Question

Is ((x/y)-2y)(dy/dx)+(y/x)=-1 an exact equation?

Answer 1

\[\left(\frac{x}{y}-2y\right)\frac{dy}{dx}+\frac{y}{x}=-1\\
\left(\frac{x}{y}-2y\right)\frac{dy}{dx}+\left(\frac{y}{x}+1\right)=0
\]
Here, \(\dfrac{\partial}{\partial x}\Psi(x,y)=M(x,y)=\dfrac{y}{x}+1\) and \(\dfrac{\partial}{\partial y}\Psi(x,y)=N(x,y)=\dfrac{x}{y}-2y\).
Check whether \(\dfrac{\partial}{\partial y}M(x,y)=\dfrac{\partial}{\partial x}N(x,y)\). If equality holds, you have an exact equation.

Answer 2

$$\left(\frac{x}y-2y\right)\frac{dy}{dx}+\frac{y}x+1=0\\\left(\frac{x}y-2y\right)dy+\left(\frac{y}x+1\right)dx=0$$If this is an exact equation, we have some potential function \(F\) s.t. \(\dfrac{\partial F}{\partial x}=\dfrac{x}y-2y,\dfrac{\partial F}{\partial y}=\dfrac{y}x+1\).
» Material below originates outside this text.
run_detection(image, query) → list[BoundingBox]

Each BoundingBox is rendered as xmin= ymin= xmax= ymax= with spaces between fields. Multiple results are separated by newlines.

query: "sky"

Assuming \(F\) is continuous, we have symmetry of second derivatives \(\dfrac{\partial F}{\partial x\partial y}=\dfrac{\partial F}{\partial y\partial x}\). To test this, we take our derivatives:$$\frac{\partial F}{\partial x\partial y}=-\frac{x}{y^2}-2\\\frac{\partial F}{\partial y\partial x}=-\frac{y}x^2$$... therefore our equation is inexact.